Era l’11 giugno del 2016 e già si parlava a livello mondiale della possibilità che i governi di buona parte del mondo bandissero la produzione e la circolazione di auto a diesel. “I rischi ci sono e sono concreti – spiega Falcetta, mentre all’epoca tranquillizzava i lavoratori -. Se il Governo non dovesse, come tutti ci auguriamo, tornare sui suoi passi e mettere in campo misure e investimenti seri mirati al rilancio del mercato del diesel, peraltro il sistema meno inquinante attualmente in circolazione, potremmo accusare evidenti ripercussioni occupazionali”.

I rischi, allora come oggi, sono altri esuberi di personale e un ulteriore ricorso agli ammortizzatori sociali, come se finora la Bosch non avesse già munto a sufficienza contributi statali e regionali. L’intervento di Falcetta è quantomeno fuori luogo perché proprio in questi giorni la Bosch ha fatto sapere ai sindacati di voler fare significativi investimento in un altro settore, per il momento non specificato, proprio per rilanciare lo stabilimento di Bari ed evitare esuberi.

I lavoratori hanno fatto fin troppi sacrifici, anche per via dell’accordo siglato proprio dalla Uilm. Accordo non del tutto rispettato, che ha causato enormi malumori, avendo generato figli e figliastri. “Non possono essere sempre e solo loro a pagare lo scotto della crisi”, continua Falcetta. Siamo d’accordo con lui. Lo scotto della crisi lo dovrebbe pagare soprattutto chi non ha saputo per tempo capire che saremmo arrivati a questo punto, brandendo la bandiera sindacale con eccessivo ritardo, mentre alcuni ottenevano ingiustificate prebende.

“Ricordiamo ad esempio che attualmente la cassa integrazione è stata attivata per il 50% dei dipendenti – precisa Falcetta -. Nel 2018 sono stati utilizzati circa 6/7 giorni al mese tra cassa integrazione e ferie collettive.
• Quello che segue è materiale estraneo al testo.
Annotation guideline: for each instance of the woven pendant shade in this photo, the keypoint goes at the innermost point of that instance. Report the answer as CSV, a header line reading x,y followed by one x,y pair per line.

Per il 2019 si prospetta un ulteriore aumento”. Buongiorno dunque al segretario Falcetta, dalla memoria evidentemente corta, avendo la Bosch fatto ricorso alla cassa integrazione ormai da 11 anni.

Peccato siano stati usati tre pesi e quattro misure. “Serve un piano di rilancio industriale, in particolare nel sito di Bari, che è altamente strategico nell’economia aziendale nazionale – dice ancora il segretario generale della Uilm, al quale all’epoca chiedevamo di sapere la sua paga oraria, informazione mai avuta -. Un piano che punti alla riconversione dei processi produttivi e alla formazione del personale dipendente. Tuttavia, bisogna fare in fretta, il Governo deve fare in fretta: la diversificazione del prodotto comporta tempi lunghi e il futuro dei lavoratori va tutelato subito, con ogni mezzo”.

Fa quasi sorridere che a chiedere di fare in fretta sia proprio il segretario generale della Uilm di Bari ed ex RSU Bosch, Riccardo Falcetta. In ogni caso speriamo siano prese le misure necessarie per salvaguardare il più possibile il posto di lavoro dei 2mila dipendenti Bosch nello stabilimento barese.